Linear algebra is a critical tool in all mathematics and its applications. For example, the output of many electrical circuits depends linearly on the input (over moderate ranges of input), and successfully correcting the trajectory of a space probe involves repeatedly solving systems of linear equations in hundreds of variables. Linear methods are vital in ecological population models and in mathematics itself. Students have been introduced to systems of linear equations and matrices, vector spaces and linear transformations in first-year Mathematics courses without understanding all the subtleties involved.
MATH2501will review material from first year (MATH1231, MATH1241 or MATH1251) so that vector spaces and linear transformations become familiar friends rather than uneasy acquaintances. Students will learn about important geometric transformations: projections, rotations, and reflections. Students will see their applications, such as the least squares approximations, and will learn how to view many linear transformations as being made up of “stretches”; in various directions, the so-called diagonalisation process, and the more general Jordan form.

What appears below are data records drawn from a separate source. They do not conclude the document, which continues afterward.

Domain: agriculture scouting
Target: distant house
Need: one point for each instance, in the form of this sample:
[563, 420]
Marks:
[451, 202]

The course will also introduce Jordan forms, which are used to calculate functions of matrices, such as the exponential of a matrix and hence to solve systems of linear differential equations.
The course is delivered through lectures and tutorials, which provide guidance and activities to help students refine and apply the knowledge gained in lectures.
Note: MATH2601 is the higher level version of this course, which is primarily but not exclusively intended for students aiming to complete honours in applied mathematics, pure mathematics, statistics or data science, and so aims to give students a deeper level of understanding of the course content.